Akşam kızıllığı Ufuk’ta belirdi bile. Gün batmak üzere. Parke, patika tadı veren bir yolu takip edip yürüdük. Karşımıza aradığımız bir görüntü çıktı; Değirmen. Sürpriz, ama güzel bir sürpriz. Ata Demirer’in filmi Olanlar Oldu’ya meşur olan bir yer burası. Ben filmi henüz izlemedim. Sadece fragmanına bakmıştım. Değirmenin konuşlandığı yerin alt tarafı kayalık … ve kayalık yerden , karanlıkta iyi seçemedimiz küçük bir şelale akaıyor… sesi denizin dalgalarına karışıyor.

Değirmen

Artık karanlık çökmüştü. Ortalık cıvıl cıvıl insan kaynıyordu. Ama biz bir türlü “köy labirentinin” içinde çıkamaz olduk . Birinde yardım alıp nihayet yolumuzu bulduk. Dolmuşa atlayıp yeniden evin yolunu tuttuk.

Akşam balkonumuzda şarap tadında sohbetlere daldık. Yarın biraz erken kalkıp Seferihisar’daki Organik Köy Pazar’ına gitmeyi düşünüyoruz. Saat 8.30 diye kararlaştırdık. Bakalım.

Gülseren ve Güler erken yattılar. Ben biraz fotoğraflarla ilgileneyim dedim. Fakat Ipad Pro’yla Fotoğraf çalışmak işkenceymiş. Bana ders oldu.
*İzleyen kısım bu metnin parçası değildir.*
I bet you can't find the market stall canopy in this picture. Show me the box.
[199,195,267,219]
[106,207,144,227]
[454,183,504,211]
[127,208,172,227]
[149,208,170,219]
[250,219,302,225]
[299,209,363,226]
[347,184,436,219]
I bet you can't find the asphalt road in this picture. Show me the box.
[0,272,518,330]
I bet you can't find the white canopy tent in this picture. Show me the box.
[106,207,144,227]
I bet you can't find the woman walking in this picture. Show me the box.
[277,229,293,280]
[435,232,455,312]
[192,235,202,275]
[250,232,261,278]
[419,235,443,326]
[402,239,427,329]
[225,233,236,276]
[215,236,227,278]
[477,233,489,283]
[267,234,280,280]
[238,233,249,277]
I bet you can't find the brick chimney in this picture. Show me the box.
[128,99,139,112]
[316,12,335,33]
Neyse. Uyku beni bekliyor.

21 Ağustos 2018

Bayramın Getirdikleri; Köy Pazar’ı kapalı

Dün şarabın verdiği hoşluğa, yorgunluk da eklenince saat 8.30’da kalkamadık. 9.30 doğru evden çıktık. Dolmuş beklemedik. Taksiye atlayıp Pazar’ın yolunu tuttuk. Taksici bugün bayram olduğu için Pazarın olmayabileceğini söyledi. Pazar yerine vardık. Gerçekten de kapalıydı. Taksiye 25 TL ödeyip,indik taksiden. Kasabayı biraz gezmek  istedik. Fakat hem kahvaltı yapmadık, hem çok sıcak, hem de Seferihisar bize çok da sempatik gelmedi doğrusu. Belki ileriki günlerde yanılırız. Ufak tefek alışveriş yapıyoruz. Örneğin buraya özgü Armola Peyniri…
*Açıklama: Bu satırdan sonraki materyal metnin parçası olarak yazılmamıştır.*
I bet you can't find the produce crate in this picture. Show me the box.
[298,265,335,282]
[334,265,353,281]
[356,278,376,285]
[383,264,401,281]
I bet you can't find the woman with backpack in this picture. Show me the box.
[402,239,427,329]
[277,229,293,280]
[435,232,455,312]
Seferihisar”ın Sığacık tarafından gelirken girişindeki kavşakta Migros’un karşısında dolmuş bekledik. Dolmuşlar yaz mevsimi dışında her 30 dakikada bir karışıklıkla olarak hareket ediyorlarmış. Yaz mevsiminden ise 15 – 20 dakikalık periyotlarla geçiyorlar. Sığacık’a dolmuşla 10 dakikalık bir uzaklıktayız sanırım. Yol boyunca buraya özgü Mandalina bahçelerine rastladık. Sığacık gerçekten de şirin bir yer.

Armola ve İzmir Tulumu eşliğinde kahvaltımızı yapıp, tekrar dinlenmeye çekildik. Bana da bu arada fotoğraflarım ve yazımla ilgilenme fırsatı doğuyor.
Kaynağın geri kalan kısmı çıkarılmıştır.